Of Blood and Gourds
I sit, knees to chin
contemplating my customs reentry card
wondering whether to check the boxes that might betray
my time among livestock and jungle shrubs.
These boxes ward against small organic stowaways
that, if released, would recolonize the landscape.
(The irony endures.)
There is no box to check to ward against the ethereal stowaways I am harboring
stowaways of inception
that have already begun to colonize the flora of my spirit.

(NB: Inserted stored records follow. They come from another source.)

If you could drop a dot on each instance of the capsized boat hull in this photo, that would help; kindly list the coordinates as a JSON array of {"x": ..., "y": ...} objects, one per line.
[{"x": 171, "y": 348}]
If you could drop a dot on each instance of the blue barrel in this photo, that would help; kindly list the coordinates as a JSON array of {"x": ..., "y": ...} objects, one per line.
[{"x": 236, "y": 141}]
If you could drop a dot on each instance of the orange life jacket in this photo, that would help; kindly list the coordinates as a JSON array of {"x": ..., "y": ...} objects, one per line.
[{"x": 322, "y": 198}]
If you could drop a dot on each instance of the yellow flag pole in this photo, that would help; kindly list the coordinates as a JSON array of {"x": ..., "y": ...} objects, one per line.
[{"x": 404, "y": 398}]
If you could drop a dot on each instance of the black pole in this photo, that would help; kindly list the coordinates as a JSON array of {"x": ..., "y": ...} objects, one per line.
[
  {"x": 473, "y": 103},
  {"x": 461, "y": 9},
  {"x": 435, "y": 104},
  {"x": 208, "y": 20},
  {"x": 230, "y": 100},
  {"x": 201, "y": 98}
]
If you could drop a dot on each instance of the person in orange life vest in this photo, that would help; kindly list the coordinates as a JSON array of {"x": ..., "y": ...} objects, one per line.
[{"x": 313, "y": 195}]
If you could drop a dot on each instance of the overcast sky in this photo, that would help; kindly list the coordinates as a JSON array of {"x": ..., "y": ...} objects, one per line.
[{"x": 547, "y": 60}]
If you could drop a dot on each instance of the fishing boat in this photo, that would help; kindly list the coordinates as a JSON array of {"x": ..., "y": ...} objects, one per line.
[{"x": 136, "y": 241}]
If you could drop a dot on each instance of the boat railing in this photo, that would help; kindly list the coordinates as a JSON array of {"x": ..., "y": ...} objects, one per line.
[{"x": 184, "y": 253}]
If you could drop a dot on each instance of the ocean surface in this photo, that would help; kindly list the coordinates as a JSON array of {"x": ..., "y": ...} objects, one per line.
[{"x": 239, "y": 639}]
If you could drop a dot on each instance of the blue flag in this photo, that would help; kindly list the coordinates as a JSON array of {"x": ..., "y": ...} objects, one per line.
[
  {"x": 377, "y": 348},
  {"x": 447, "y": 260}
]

Maybe it’s best not to admit
this calabash gourd I’m carrying
the deepest resonator of a village gyil
was just doused with chicken blood last week
for a purification attended by baby goats and other wandering mammals,
a purification meant to carry it all the way across the friendly skies
and hallowed oceans
(of a darker passage),
a purification meant to prepare it
for the accidental assaults
of one who might try to use it to learn anew
how to listen.
While the brains and the hands brokered a reluctant and troubled partnership,
the gyil burrowed hard into my humid skin.
A liminal tuning
An enjambment
that claimed space in some of my deeper interstices.
Akwaaba, obroni, back to the desert.
As each buzzing whispering murmuring jangling calabash
fills with cactus dust,
tiny ghosts of good intentions settle into the cracks.
The hot fog of the Gold Coast
abandons the gourds,
ascending elsewhere upon final descent.